- Durigan afirmou que os Correios podem registrar déficit de até aproximadamente R$ 10 bilhões em 2026, após prejuízo de R$ 4 bilhões em 2025.
- A nova gestão, liderada pelo presidente Emmanoel Rondon, apresentou um plano com cortes de gastos, aumento de receita e parcerias nacionais e internacionais.
- O ministro ressaltou que entregar a universalidade das entregas impõe ônus à estatal, o que contribui para o déficit.
- Sobre privatização, Durigan disse não ver a privatização como solução fácil e afirmou que não é “bala de prata”.
- Ele defendeu a reavaliação da cadeia logística e a possibilidade de joint ventures para armazenamento, entrega de medicamentos e notificações judiciais, com flexibilização.
Dario Durigan, ministro da Fazenda, afirmou em entrevista ao programa Roda Viva, da TV Cultura, na noite de segunda-feira, 4, que os Correios enfrentam um problema financeiro relevante. O titular ressaltou que a nova gestão da estatal trabalha para equacionar as dificuldades. Emmanoel Rondon, presidente dos Correios, apresentou um plano de reestruturação com medidas de corte de gastos, melhoria de receita e parcerias nacionais e internacionais.

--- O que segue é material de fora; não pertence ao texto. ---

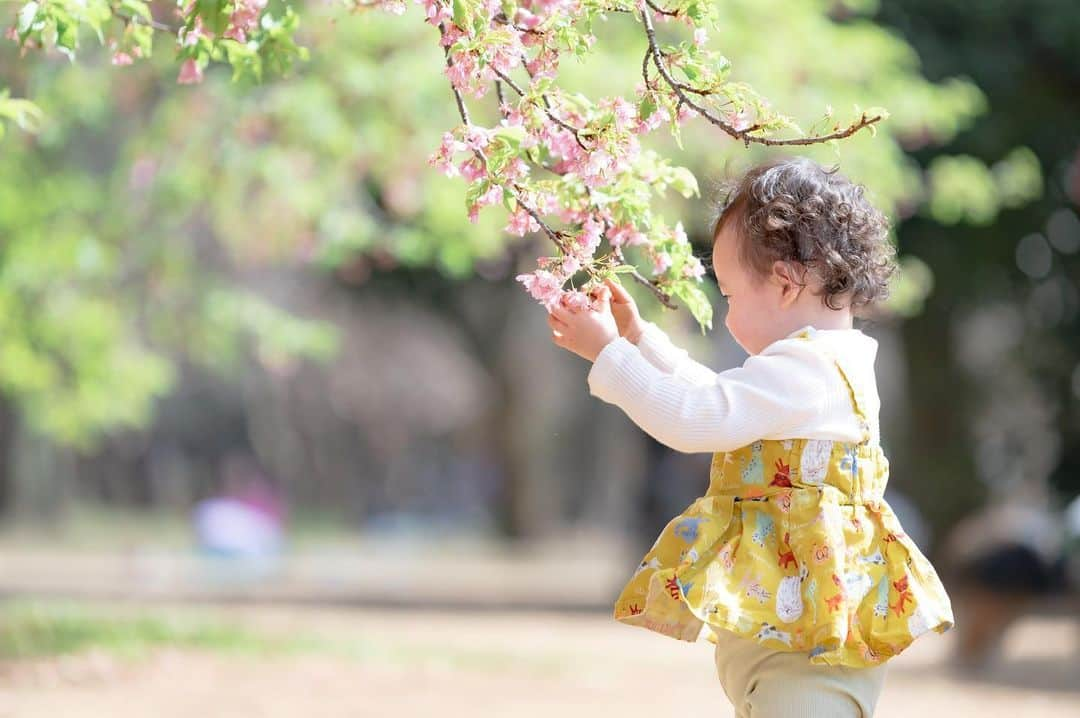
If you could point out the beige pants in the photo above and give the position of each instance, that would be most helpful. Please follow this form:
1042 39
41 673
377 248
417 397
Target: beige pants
763 682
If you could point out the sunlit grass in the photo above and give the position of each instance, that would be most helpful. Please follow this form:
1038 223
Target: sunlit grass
36 630
40 630
90 526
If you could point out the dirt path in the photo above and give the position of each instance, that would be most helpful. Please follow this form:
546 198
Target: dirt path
431 663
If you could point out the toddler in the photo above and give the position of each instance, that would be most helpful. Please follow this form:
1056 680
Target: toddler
792 564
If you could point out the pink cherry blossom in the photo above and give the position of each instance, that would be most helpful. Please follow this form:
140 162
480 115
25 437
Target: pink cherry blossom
472 170
190 72
577 300
244 19
661 261
522 222
589 239
693 268
542 285
477 138
443 158
435 11
679 234
739 120
625 234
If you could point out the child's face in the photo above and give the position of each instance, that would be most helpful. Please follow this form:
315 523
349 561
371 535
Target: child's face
755 310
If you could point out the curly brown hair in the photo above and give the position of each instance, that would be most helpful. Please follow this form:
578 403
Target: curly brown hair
792 208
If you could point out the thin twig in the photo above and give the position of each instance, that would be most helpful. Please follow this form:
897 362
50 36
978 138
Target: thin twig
739 134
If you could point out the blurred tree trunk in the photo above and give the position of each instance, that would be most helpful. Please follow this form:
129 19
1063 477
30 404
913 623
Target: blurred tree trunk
8 419
936 466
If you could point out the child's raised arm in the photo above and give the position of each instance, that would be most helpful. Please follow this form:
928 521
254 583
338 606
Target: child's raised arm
782 388
657 347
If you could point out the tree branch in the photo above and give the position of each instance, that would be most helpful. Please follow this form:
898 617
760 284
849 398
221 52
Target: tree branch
738 134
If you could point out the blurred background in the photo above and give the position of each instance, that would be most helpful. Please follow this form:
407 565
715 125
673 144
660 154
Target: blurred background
275 417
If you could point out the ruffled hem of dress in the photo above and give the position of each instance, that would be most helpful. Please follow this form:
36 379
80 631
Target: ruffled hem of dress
664 607
829 639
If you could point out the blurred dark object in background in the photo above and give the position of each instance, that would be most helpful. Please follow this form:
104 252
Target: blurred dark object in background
1002 561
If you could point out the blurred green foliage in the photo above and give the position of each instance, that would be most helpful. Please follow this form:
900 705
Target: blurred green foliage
132 217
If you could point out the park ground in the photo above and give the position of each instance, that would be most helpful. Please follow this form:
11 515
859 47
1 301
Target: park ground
164 660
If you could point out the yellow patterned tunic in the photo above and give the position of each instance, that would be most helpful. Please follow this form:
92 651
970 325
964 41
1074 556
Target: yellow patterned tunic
793 545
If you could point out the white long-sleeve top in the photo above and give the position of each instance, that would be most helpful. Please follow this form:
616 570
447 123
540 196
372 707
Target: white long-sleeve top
791 390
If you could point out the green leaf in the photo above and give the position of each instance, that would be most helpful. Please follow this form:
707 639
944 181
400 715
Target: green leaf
684 181
26 16
461 14
646 107
697 301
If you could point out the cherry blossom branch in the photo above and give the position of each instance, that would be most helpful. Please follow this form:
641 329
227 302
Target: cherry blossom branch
738 134
663 297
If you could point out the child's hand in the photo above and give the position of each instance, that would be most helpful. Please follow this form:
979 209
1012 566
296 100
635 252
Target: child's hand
625 311
584 333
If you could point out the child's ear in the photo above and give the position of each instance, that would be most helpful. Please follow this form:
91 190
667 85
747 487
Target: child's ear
790 281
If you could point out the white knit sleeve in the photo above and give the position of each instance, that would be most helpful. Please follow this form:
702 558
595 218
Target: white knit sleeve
657 347
783 387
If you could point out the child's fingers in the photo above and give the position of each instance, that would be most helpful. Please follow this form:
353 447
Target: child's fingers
555 323
619 295
562 313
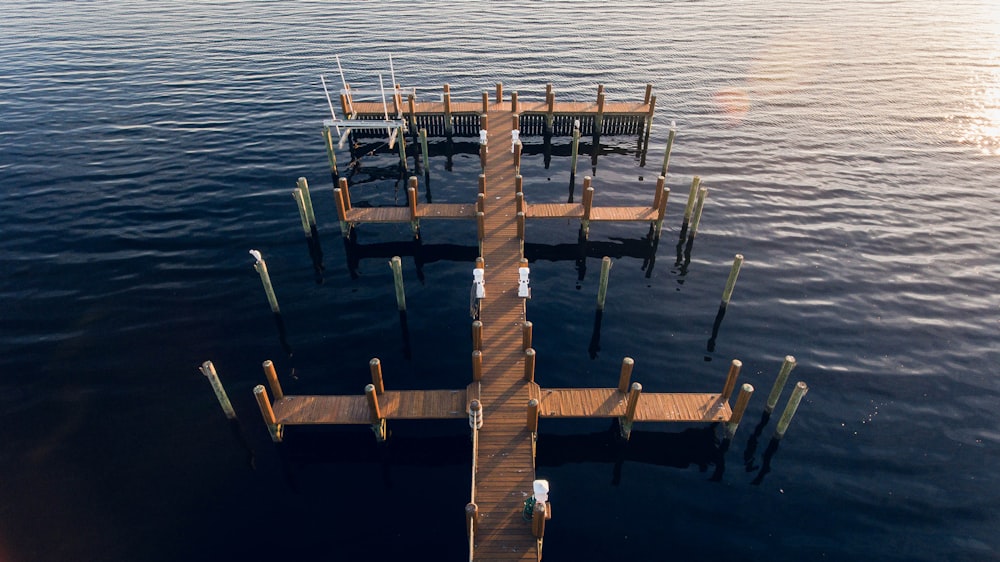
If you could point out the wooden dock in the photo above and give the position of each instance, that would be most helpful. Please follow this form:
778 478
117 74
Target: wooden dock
503 383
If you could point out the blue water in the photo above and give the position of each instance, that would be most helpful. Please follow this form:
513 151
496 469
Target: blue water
852 152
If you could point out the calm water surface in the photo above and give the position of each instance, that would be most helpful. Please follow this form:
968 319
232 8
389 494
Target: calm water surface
852 151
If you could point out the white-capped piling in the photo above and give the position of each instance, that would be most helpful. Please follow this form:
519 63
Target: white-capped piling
375 367
779 383
734 373
303 213
727 293
264 403
272 379
396 265
625 377
630 408
303 185
260 266
208 369
331 155
746 391
602 288
798 392
692 196
475 415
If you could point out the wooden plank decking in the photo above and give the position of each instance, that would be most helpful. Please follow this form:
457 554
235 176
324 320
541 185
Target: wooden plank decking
505 461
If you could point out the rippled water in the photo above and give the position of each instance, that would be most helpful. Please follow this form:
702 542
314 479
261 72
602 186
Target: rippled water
851 150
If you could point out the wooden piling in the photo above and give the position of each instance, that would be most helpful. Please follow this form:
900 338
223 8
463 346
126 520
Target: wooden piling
633 403
375 366
741 405
272 379
447 110
734 372
303 185
727 293
396 265
477 335
273 427
692 195
779 383
260 266
477 365
533 415
471 519
575 151
424 152
666 152
303 213
698 207
208 369
798 392
602 288
331 154
626 374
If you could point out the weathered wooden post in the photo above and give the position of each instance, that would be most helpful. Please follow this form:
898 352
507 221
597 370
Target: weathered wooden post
471 519
477 365
631 405
727 293
731 376
692 195
602 288
272 379
303 213
475 415
273 427
741 405
396 265
425 153
331 154
375 366
698 207
670 145
663 193
411 195
447 110
779 383
260 266
375 413
798 392
477 335
208 369
626 374
588 203
575 154
533 415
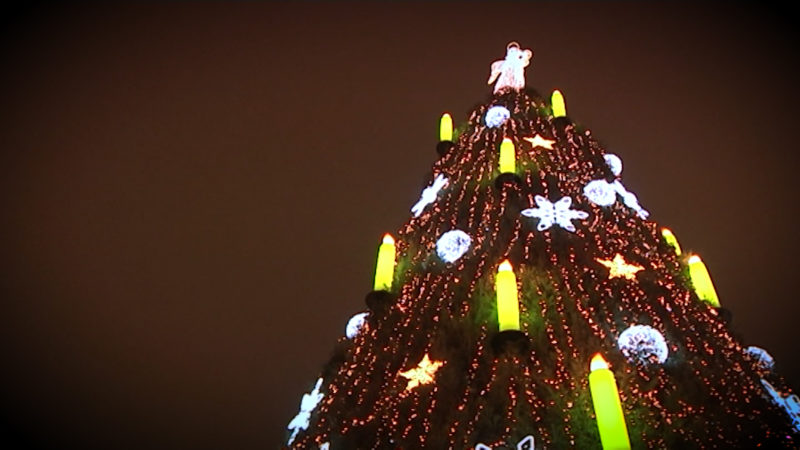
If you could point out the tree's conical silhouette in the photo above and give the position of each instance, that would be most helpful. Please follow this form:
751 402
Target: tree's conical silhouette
430 366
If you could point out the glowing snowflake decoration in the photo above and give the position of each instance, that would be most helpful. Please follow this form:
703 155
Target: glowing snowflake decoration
525 444
603 193
789 403
429 195
538 141
422 374
452 245
355 324
763 360
600 192
309 402
614 163
619 268
644 344
554 213
510 72
496 116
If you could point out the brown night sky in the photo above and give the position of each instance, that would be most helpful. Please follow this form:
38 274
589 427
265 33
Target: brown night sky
192 194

Durigan lembrou que em 2025 os Correios apresentaram resultado negativo de 4 bilhões de reais e, para 2026, a expectativa é ainda pior, em torno de 10 bilhões. O ministro destacou que a universalidade do serviço impõe custos, mesmo em situações em que agentes privados alegam maior eficiência. Segundo ele, o déficit opera na área de atuação da estatal e precisa de solução.
O ministro afirmou não ter problema com a privatização, mas mostrou ceticismo quanto a ser a solução mágica. Ele lembrou que a gestão atual não privatizou tudo, citando concessões realizadas pelo governo anterior. Durigan enfatizou a necessidade de avaliar a cadeia logística e possibilidades de joint ventures para armazenagem, entrega de medicamentos e notificações judiciais.
Situação financeira dos Correios
Durigan afirmou que o déficit exige endereçamento conjunto entre governo, Correios e parceiros. A ideia é flexibilizar a organização logística para manter a universalidade sem onerar excessivamente o Estado. O ministro ressaltou que a reestruturação envolve reduzir custos e ampliar oportunidades de receita.
Caminhos para o futuro
O ministro citou a possibilidade de parcerias estratégicas para otimizar a distribuição. A avaliação envolve modelos de cooperação com empresas privadas, mantendo o papel público de prestação de serviço essencial. A reavaliação da cadeia logística deve considerar alternativas de armazenamento e distribuição de itens sensíveis.